## Generate collection

Create DIA Object collection with margin and index on `diaObjectId`.

In [1]:
import lsdb
import os

from dask.distributed import Client
from datetime import datetime
from hats_import import pipeline_with_client
from hats_import import ImportArguments
from hats_import.collection.arguments import CollectionArguments
from pathlib import Path

In [2]:
# Path to the RAW parquet data
PPDB_DIR = Path("/sdf/scratch/rubin/ppdb/data/lsstcam")

# Paths to the target OUTPUT directories
HATS_DIR = Path(os.environ["OUTPUT_DIR"])
TMP_DIR = HATS_DIR / "tmp"

In [3]:
# Final collection directory.
COLLECTION_DIR = HATS_DIR / "dia_object_collection"

# The collection will contain the most recent
# version of data stored with the latest date.
DATE_STR = datetime.now().strftime("%Y-%m-%d")

In [None]:
# Initialize Dask Client
client = Client(n_workers=16, threads_per_worker=1, local_directory=TMP_DIR)

### Helper methods

In [5]:
def reimport(input_path):
    """Reimport the catalog to optimize partitioning, generate alternative
    sky maps and set default columns.

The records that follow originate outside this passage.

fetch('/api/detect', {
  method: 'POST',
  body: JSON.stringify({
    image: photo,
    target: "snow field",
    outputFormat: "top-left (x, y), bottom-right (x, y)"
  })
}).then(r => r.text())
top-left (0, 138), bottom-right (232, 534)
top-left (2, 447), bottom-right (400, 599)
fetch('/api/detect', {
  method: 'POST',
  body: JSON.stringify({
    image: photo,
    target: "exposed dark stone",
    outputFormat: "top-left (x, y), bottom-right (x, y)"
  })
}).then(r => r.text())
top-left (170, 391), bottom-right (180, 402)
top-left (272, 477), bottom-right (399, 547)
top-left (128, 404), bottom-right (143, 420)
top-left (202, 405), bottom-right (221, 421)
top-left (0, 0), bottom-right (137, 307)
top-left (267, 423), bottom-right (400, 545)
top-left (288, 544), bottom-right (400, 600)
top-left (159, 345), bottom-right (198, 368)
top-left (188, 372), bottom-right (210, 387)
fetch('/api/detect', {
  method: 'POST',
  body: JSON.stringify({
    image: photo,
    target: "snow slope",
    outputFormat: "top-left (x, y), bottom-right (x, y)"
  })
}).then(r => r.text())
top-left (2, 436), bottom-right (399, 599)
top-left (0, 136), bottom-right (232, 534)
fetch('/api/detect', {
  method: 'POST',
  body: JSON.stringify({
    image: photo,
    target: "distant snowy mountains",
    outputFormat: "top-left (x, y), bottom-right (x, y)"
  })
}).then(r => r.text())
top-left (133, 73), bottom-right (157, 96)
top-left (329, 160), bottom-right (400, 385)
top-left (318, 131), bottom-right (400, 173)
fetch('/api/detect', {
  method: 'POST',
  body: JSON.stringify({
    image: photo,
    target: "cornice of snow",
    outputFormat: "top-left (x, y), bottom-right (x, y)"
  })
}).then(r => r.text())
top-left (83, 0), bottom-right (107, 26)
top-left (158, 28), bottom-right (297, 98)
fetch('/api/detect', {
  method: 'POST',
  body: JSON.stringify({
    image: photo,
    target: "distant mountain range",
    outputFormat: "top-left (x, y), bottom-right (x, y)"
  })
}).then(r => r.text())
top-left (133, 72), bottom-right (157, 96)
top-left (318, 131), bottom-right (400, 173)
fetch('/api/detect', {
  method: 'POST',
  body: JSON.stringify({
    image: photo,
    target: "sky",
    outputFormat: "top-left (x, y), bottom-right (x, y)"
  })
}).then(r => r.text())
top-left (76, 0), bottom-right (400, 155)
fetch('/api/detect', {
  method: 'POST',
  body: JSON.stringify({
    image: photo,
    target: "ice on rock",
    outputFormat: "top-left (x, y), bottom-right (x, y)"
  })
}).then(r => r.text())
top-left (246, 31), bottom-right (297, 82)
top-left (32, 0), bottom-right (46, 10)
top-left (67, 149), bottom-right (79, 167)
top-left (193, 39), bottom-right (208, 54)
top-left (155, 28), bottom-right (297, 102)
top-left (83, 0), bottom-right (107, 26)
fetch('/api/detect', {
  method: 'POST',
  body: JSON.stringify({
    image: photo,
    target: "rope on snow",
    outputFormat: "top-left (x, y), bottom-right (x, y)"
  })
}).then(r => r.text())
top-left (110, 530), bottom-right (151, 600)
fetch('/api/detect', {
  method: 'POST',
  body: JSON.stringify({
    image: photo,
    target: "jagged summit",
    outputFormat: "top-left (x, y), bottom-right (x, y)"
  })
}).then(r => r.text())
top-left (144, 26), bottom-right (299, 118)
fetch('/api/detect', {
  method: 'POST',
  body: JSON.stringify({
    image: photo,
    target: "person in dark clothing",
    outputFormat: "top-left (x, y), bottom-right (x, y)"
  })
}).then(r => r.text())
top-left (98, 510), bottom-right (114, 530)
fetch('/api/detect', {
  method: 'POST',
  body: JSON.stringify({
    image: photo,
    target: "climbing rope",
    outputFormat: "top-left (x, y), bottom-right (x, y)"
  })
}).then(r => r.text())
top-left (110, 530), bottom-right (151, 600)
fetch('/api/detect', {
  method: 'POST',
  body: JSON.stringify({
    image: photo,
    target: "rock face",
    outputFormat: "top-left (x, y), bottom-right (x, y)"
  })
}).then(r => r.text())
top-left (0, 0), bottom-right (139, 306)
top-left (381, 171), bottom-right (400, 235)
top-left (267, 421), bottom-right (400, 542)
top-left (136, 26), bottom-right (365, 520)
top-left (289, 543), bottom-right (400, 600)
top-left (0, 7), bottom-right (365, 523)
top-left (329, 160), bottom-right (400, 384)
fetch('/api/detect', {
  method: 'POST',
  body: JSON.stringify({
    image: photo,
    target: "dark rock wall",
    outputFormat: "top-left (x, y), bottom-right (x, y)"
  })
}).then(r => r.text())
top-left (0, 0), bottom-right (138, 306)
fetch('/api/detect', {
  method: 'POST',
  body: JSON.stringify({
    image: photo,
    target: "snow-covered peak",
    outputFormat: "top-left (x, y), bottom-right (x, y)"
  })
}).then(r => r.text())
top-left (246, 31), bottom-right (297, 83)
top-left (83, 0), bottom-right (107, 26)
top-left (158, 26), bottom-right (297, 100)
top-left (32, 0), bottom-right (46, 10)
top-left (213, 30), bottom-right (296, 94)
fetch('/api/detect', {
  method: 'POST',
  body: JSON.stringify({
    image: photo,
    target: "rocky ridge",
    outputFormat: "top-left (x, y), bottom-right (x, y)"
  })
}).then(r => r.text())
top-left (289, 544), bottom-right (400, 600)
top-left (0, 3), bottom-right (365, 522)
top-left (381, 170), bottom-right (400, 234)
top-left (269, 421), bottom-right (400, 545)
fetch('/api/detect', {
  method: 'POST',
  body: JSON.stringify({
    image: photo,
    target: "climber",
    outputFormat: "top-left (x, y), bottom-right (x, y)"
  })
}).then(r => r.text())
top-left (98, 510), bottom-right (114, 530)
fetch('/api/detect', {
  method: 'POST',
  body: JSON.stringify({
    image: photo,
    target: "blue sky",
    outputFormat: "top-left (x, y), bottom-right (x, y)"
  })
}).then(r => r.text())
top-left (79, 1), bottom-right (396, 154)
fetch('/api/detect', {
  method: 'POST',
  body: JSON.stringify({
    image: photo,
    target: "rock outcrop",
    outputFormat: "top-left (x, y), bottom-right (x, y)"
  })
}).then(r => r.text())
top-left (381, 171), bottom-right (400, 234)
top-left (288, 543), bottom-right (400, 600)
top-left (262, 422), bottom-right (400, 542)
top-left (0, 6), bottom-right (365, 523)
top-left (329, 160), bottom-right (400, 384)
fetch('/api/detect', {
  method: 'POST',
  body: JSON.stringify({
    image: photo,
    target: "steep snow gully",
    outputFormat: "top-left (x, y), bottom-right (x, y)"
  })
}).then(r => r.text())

The resulting catalog is saved to the
    working TEMP_DIR and it is named after today's date."""
    default_columns = ",".join(
        """\
        dec
        decErr
        diaObjectId
        ra
        raErr
        u_psfFluxMean
        g_psfFluxMean
        r_psfFluxMean
        i_psfFluxMean
        z_psfFluxMean
        y_psfFluxMean
        u_psfFluxMeanErr
        g_psfFluxMeanErr
        r_psfFluxMeanErr
        i_psfFluxMeanErr
        z_psfFluxMeanErr
        y_psfFluxMeanErr
        nDiaSources
        validityStart
        diaSource.apFlux
        diaSource.apFluxErr
        diaSource.band
        diaSource.dec
        diaSource.decErr
        diaSource.detector
        diaSource.diaSourceId
        diaSource.isDipole
        diaSource.ixx
        diaSource.ixxPSF
        diaSource.iyy
        diaSource.iyyPSF
        diaSource.ixy
        diaSource.ixyPSF
        diaSource.midpointMjdTai
        diaSource.psfFlux
        diaSource.psfFluxErr
        diaSource.scienceFlux
        diaSource.scienceFluxErr
        diaSource.ra
        diaSource.raErr
        diaSource.visit
        diaSource.x
        diaSource.xErr
        diaSource.y
        diaSource.yErr
        diaSource.scienceMag
        diaSource.scienceMagErr
        diaForcedSource
        """.splitlines()
    )
    args = ImportArguments.reimport_from_hats(
        input_path,
        output_dir=TMP_DIR,
        output_artifact_name=DATE_STR,
        highest_healpix_order=11,
        pixel_threshold=15_000,
        skymap_alt_orders=[2, 4, 6],
        row_group_kwargs={"subtile_order_delta": 1},
        addl_hats_properties={"hats_cols_default": default_columns},
        simple_progress_bar=True,
        resume=False,
    )
    pipeline_with_client(args, client)


def finalize_collection():
    """Generate new collection in the TEMP directory and move it to the COLLECTION_DIR."""
    new_collection_dir = TMP_DIR / "dia_object_collection"
    # Create final collection folder.
    !mkdir $new_collection_dir
    # Move main catalog to final folder.
    !mv $TMP_DIR/$DATE_STR $new_collection_dir
    # Generate the collection.
    generate_collection(catalog_path=new_collection_dir / DATE_STR, output_path=TMP_DIR)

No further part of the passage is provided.